Example Walkthrough:

Let’s look at an example:

  • Assume we have two hash functions and a hash table that starts empty.
  • Let’s say we want to insert key A:
    • Hash Function 1 may place it in Slot 1, while Hash Function 2 may place it in Slot 3.
    • Since Slot 1 is empty, A is placed there:
  • Now, let’s insert key B:
    • Hash Function 1 places B in Slot 3 (where A is already), and Hash Function 2 places it in Slot 1.
    • Since Slot 3 is occupied, B is insert in the free slot 1:
  • Now, let’s insert key C:
    • Hash Function 1 places C in Slot 3 (where A is already), and Hash Function 2 places it in Slot 1 (where B is already).
    • Whichever specific protocol we use to decide if C should go in slot 1 or 3 (in this case we arbitrarily choose to insert it in slot 1), C displaces B and goes into Slot 1:
  • But now B has been evicted, so we must insert B somewhere else. Remember that hash1(B) pointed to slot 1 and hash2(B) pointed to slot 3; since B has just been evicted from slot 1, we now put it in slot 3 (where A is):
  • But now A has been evicted! So now we need to repeat the same process also for A, that is checking other A’s hash functions:
  • If this causes another eviction, this process continues until we either find a free slot or detect a loop (where the same key is being pushed back to its original slot). If an infinite loop is detected, this process will be abortedand the hash table will be resized and all keys will be rehashed.
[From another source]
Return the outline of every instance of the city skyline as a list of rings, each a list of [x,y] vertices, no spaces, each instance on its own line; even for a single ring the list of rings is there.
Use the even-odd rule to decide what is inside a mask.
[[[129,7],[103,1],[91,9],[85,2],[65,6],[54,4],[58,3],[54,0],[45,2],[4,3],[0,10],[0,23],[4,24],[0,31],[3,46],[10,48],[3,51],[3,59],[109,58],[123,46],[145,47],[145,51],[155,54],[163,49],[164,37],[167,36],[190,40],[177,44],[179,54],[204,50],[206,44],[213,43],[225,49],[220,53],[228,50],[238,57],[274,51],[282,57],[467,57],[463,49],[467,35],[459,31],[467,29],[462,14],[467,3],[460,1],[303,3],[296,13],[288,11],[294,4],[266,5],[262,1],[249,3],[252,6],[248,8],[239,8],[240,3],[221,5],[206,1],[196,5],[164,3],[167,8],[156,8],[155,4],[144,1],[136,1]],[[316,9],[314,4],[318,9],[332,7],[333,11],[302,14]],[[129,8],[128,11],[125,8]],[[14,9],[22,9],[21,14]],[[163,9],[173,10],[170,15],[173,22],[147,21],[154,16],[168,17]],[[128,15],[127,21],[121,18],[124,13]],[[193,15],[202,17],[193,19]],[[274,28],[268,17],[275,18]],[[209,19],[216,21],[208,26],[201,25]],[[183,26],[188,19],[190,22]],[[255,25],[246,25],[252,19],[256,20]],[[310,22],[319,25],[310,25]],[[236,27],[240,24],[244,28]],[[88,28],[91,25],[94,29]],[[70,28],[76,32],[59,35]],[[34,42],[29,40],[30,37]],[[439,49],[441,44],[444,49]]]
When you perform a lookup (get B for example), you hash the key to its two possible locations using the two hash functions:

You check each of the slots:

  • If the key is found in one of those slots, you return the value.
  • If the key is not present in either slot, it’s guaranteed that the key doesn’t exist in the table, eliminating the need for scanning (scanning that is necessary, instead, in linear probe hashing).

One of the trade-offs in cuckoo hashing is that while the table does random accesses (because of multiple hash functions), the lookup process within a slot is sequential (i.e., after landing on a slot, you don’t scan for the next available slot, you directly check the value). In contrast, linear probing involves sequential scans even when you’ve landed at the correct slot initially, potentially causing inefficiency as the table fills up.

So again, all of these protocols I’ve shown so far are static hashing schemes. If we run out of space or loop back around, then we need to double the size of the hash table and repopulate it—and that’s expensive. Now, we’ll talk about different techniques to incrementally resize the hash table without having to rebuild the entire thing. The most common one is chain hashing, and this is what most people think of when they hear hash table. However, we’ll also look at two more advanced techniques that are actually used in real systems.

Dynamic Hashing Schemes

So, chain hashing—the basic idea is that instead of having a giant array of all the slots where we insert keys, our array will just be pointers to linked lists, chains, or buckets. All the keys that map to a specific slot in our hash table will be found in that linked list.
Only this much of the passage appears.